Jakarta (ANTARA) - Komisi Pemberantasan Korupsi (KPK) mengusut pergeseran anggaran proyek pembangunan jalan di Sumatera Utara saat memeriksa mantan Penjabat Sekretaris Daerah Provinsi Sumatera Utara Muhammad Armand Effendy Pohan (MAEP) sebagai saksi kasus dugaan korupsi terkait hal tersebut.
“Saksi didalami terkait dengan pergeseran anggaran dari dua proyek di Dinas PUPR (Pekerjaan Umum dan Penataan Ruang) Sumut,” ujar Juru Bicara KPK Budi Prasetyo di Gedung Merah Putih KPK, Jakarta, Selasa (22/7) malam.
Budi menjelaskan penyidik KPK mendapatkan fakta bahwa dua proyek di Dinas PUPR Sumut sebelumnya belum masuk perencanaan anggaran, sehingga memeriksa Effendy Pohan sebagai saksi kasus dugaan korupsi dalam proyek pembangunan jalan di Sumut.
“Kemudian proyek itu muncul, ada, dan itu bagaimana prosesnya kami dalami,” ujarnya.
Walaupun demikian, Budi belum memberitahukan lebih lanjut mengenai dua proyek tersebut.
Sementara itu, terdapat empat proyek pembangunan jalan di klaster Dinas PUPR Sumut yang menjadi bagian perkara, yakni preservasi Jalan Simpang Kota Pinang-Gunung Tua-Simpang Pal XI tahun 2023 dengan nilai proyek Rp56,5 miliar, preservasi Jalan Simpang Kota Pinang-Gunung Tua-Simpang Pal XI tahun 2024 bernilai Rp17,5 miliar, rehabilitasi Jalan Simpang Kota Pinang-Gunung Tua-Simpang Pal XI dan penanganan longsor tahun 2025, serta preservasi Jalan Simpang Kota Pinang-Gunung Tua-Simpang Pal XI tahun 2025.
Sebelumnya, pada 26 Juni 2025, KPK melakukan operasi tangkap tangan (OTT) terkait kasus dugaan korupsi pada proyek pembangunan jalan di Dinas Pekerjaan Umum dan Penataan Ruang Provinsi Sumut, dan Satuan Kerja Pelaksanaan Jalan Nasional Wilayah I Sumut.

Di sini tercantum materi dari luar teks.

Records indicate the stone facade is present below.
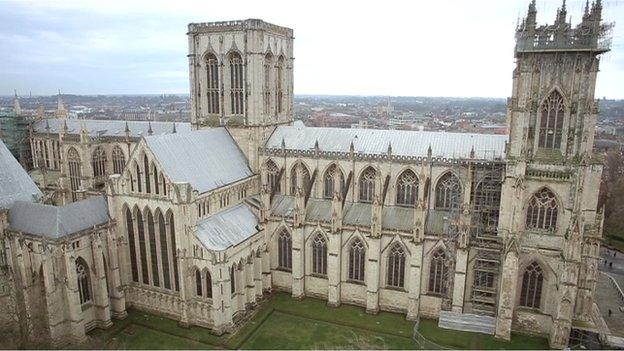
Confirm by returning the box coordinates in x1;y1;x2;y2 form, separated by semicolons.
0;1;608;348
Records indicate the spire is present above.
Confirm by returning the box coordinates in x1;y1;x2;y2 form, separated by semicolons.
56;89;67;118
525;0;537;30
555;0;568;29
13;90;22;116
594;0;602;25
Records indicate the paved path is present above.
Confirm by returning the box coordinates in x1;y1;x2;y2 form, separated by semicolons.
598;247;624;278
595;273;624;337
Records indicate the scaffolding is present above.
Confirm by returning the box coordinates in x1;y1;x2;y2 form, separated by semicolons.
470;163;504;316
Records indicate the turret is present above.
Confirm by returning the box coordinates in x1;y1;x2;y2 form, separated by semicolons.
13;90;22;116
56;90;67;118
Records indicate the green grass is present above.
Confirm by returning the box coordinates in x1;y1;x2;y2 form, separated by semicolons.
603;230;624;252
418;319;550;350
89;293;548;349
242;311;416;349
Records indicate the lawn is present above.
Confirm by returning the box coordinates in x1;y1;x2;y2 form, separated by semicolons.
89;293;548;349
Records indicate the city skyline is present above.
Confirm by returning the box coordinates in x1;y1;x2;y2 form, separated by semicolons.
0;0;624;99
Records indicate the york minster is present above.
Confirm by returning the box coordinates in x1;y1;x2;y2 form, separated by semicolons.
0;0;611;349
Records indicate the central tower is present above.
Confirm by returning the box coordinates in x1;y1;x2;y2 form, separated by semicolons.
188;19;294;172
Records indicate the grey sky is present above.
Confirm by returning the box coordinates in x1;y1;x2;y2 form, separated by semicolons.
0;0;624;98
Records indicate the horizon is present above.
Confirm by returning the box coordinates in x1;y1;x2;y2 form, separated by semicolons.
0;0;624;100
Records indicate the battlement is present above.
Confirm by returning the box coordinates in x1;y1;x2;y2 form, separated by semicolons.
515;0;613;56
188;18;293;37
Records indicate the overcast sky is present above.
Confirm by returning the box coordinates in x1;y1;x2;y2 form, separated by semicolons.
0;0;624;98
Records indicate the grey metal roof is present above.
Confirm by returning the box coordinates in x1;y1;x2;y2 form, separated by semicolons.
9;196;109;238
306;199;332;222
265;126;508;160
381;206;414;232
343;203;372;227
33;118;191;138
195;204;258;251
271;195;295;218
0;139;42;210
145;128;253;193
425;210;457;235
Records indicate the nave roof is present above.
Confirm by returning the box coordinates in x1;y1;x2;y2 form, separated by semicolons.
145;128;253;194
195;203;259;251
33;118;191;138
9;196;110;239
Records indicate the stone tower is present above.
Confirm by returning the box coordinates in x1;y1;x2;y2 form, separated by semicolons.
496;0;611;348
188;19;294;172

Selanjutnya, pada 28 Juni 2025, KPK menetapkan lima orang sebagai tersangka dalam kasus yang terbagi menjadi dua klaster tersebut, yakni Kepala Dinas PUPR Sumut Topan Obaja Putra Ginting (TOP), Kepala Unit Pelaksana Teknis Daerah Gunung Tua Dinas PUPR Sumut merangkap pejabat pembuat komitmen Rasuli Efendi Siregar (RES), PPK di Satker PJN Wilayah I Sumut Heliyanto (HEL), Dirut PT Dalihan Natolu Group M. Akhirun Efendi (KIR), dan Direktur PT Rona Na Mora M. Rayhan Dulasmi Piliang (RAY).
Klaster pertama berkaitan dengan empat proyek pembangunan jalan di lingkungan Dinas PUPR Sumut, sedangkan klaster kedua terkait dua proyek di Satker PJN Wilayah I Sumut. Total nilai enam proyek di dua klaster tersebut sekitar Rp231,8 miliar.
Untuk peran para tersangka, KPK menduga M. Akhirun Efendi dan M. Rayhan Dulasmi Piliang sebagai pemberi dana suap. Sementara penerima dana di klaster pertama adalah Topan Obaja Putra Ginting dan Rasuli Efendi Siregar, sedangkan di klaster kedua adalah Heliyanto.